Faced with the chromatic standardization imposed by the industry, there are voices that defend the spontaneity of colors to show themselves freely, without taking into account where or when they are looked at.
Do you know the feeling of buying clothes in one color and then, when you get home, you realize that it’s completely different from the one you bought in the store?
What for the manufacturers is a headache, for the Dutch designer Hella Jongerius is a more than positive, exceptional quality of the colors. Vitra’s color director is a strong advocate of metamerism, or the appearance of having one color identical to another under specific circumstances that disappears when the light, the angle of vision or even the observer changes.
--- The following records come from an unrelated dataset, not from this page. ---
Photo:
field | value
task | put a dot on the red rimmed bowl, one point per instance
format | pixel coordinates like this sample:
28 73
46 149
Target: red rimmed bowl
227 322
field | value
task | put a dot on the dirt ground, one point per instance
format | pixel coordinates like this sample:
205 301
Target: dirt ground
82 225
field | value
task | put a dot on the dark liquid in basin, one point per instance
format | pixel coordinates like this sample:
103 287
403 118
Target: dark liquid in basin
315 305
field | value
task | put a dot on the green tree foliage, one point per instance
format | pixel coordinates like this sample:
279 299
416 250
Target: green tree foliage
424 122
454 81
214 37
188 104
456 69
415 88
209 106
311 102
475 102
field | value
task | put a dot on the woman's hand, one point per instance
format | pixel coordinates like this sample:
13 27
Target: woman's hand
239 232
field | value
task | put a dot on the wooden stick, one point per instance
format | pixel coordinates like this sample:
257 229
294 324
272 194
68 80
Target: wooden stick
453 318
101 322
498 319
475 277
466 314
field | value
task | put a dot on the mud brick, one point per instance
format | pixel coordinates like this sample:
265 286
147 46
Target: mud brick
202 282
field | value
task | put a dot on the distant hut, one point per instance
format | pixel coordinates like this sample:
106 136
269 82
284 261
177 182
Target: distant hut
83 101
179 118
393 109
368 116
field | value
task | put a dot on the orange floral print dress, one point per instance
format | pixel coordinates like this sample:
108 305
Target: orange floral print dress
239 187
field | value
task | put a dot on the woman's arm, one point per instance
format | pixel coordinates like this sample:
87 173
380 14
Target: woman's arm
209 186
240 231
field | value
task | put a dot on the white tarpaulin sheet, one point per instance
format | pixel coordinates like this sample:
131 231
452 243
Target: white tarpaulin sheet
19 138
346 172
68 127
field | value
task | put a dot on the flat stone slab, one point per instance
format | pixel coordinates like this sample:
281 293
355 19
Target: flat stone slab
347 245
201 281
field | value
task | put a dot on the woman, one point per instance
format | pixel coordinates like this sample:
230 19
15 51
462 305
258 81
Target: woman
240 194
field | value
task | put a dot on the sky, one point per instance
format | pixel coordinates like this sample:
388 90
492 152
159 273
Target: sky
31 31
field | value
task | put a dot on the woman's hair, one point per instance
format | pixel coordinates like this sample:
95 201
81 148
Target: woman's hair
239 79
The freedom of color has centered the professional career of this designer, who has exposed her research on the behavior of color according to light at the London Museum.
Colors always the same or fickle?
Unstable pigments that manifest themselves freely in the same object according to whether the morning, midday or evening sun is projected onto them. It is a plea against the industry that imposes fixed colors and standards in the face of fear of consumer deception. In the presentation of “Breathing Colors” (2017) Jongerius said “as a designer I call on plastics, varnishes and paints to use pigments that provide intense colors that are allowed to breathe with changing light.”
Hella Jongerius: “Our world suffers from color anorexia. My mission is to change that.”
With her words and her research, this 56-year-old designer wants to confront the chromatic indoctrination that, according to the designer, limits society’s education about color. In the last decade her research and designs have focused on giving freedom to colors and showing them to consumers. But Hella Jongerius is aware that big changes always come little by little and says “I haven’t become a designer just to do nice things”.